The equation essentially models two substances (u and v) in a fixed volume, and these two equations return the rate of change of each substance and hence form the basis for how the form is generated. For purposes of simplicity, we can assume that all other terms apart from Flow and kill rate in the equation remain as constants.

Going back to some of the models that I’d created, and according to Andrew Adamatzky’s book, ‘Reaction-Diffusion Computers’, the ending representation is not of the two chemicals in their current ‘resting position’, rather the darker regions define where a precipitate has formed, and the white regions are a precipitate free area. As the reaction continues, the chemicals continue to diffuse through the container, forming larger areas of precipitation. However, they can also follow a phenomenon called The Liesegang Phenomenon which is defined as an oscillatory precipitation in the wake of a moving diffuse front. This means that the precipitation of the chemical is not a finite state, the chemicals can oscillate through a state of precipitate to precipitate free.

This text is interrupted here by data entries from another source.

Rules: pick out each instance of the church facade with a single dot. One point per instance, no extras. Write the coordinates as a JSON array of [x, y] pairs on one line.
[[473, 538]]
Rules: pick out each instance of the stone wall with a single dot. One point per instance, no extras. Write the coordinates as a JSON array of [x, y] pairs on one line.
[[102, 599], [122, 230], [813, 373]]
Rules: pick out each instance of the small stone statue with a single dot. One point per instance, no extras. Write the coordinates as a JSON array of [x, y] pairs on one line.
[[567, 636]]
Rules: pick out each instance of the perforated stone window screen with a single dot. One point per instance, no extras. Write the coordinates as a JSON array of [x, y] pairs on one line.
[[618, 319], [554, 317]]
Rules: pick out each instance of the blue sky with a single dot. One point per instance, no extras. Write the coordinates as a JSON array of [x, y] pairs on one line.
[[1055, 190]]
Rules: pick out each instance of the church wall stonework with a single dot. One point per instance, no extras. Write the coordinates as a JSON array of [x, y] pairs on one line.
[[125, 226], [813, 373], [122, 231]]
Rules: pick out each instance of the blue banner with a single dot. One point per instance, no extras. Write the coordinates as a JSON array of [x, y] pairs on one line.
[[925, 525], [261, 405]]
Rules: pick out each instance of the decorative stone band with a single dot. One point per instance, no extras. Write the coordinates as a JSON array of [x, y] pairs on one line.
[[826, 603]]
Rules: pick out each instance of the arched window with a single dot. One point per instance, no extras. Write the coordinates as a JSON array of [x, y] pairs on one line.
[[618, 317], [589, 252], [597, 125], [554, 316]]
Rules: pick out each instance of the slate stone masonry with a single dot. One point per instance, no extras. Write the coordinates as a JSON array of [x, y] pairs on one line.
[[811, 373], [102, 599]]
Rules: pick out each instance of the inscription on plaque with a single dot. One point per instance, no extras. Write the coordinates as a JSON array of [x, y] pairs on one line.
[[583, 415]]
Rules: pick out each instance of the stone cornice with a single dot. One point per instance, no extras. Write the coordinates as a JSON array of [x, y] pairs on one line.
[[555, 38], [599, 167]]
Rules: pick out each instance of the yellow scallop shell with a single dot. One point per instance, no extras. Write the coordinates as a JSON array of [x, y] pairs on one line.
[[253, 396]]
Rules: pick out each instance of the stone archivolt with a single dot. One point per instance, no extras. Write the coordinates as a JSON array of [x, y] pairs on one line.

Something interesting which I came across in Andrew Adamatzky’s book is that reaction diffusion is actually being developed as a means of unconventional computing. It is agreed that naturally at some point we are going to reach the limits of what our current computers do, because currently they use serial computing methods, whereas the future could well be biological and chemical processing, as they perform predominantly via parallel mechanisms. Tomasso Toffoli once said, “A computing scheme that today is viewed as unconventional may well be because its time hasn’t come yet – or is already gone.” So perhaps reaction diffusion could form the basis for computation of the future. Till then, reaction diffusion seems to mainly be used as an art form, as I will be hoping to use it.

Here is the latest step in the reaction diffusion process (full process here). I now can produce 3D models of the system and can extract sequential sections, I just need to figure out how they fit together. At the moment it’s still not quite architectural, but I did this in order to help me inspect what’s going on at each level.

The model was made in processing, and the animation itself done in grasshopper and then composited in after effects.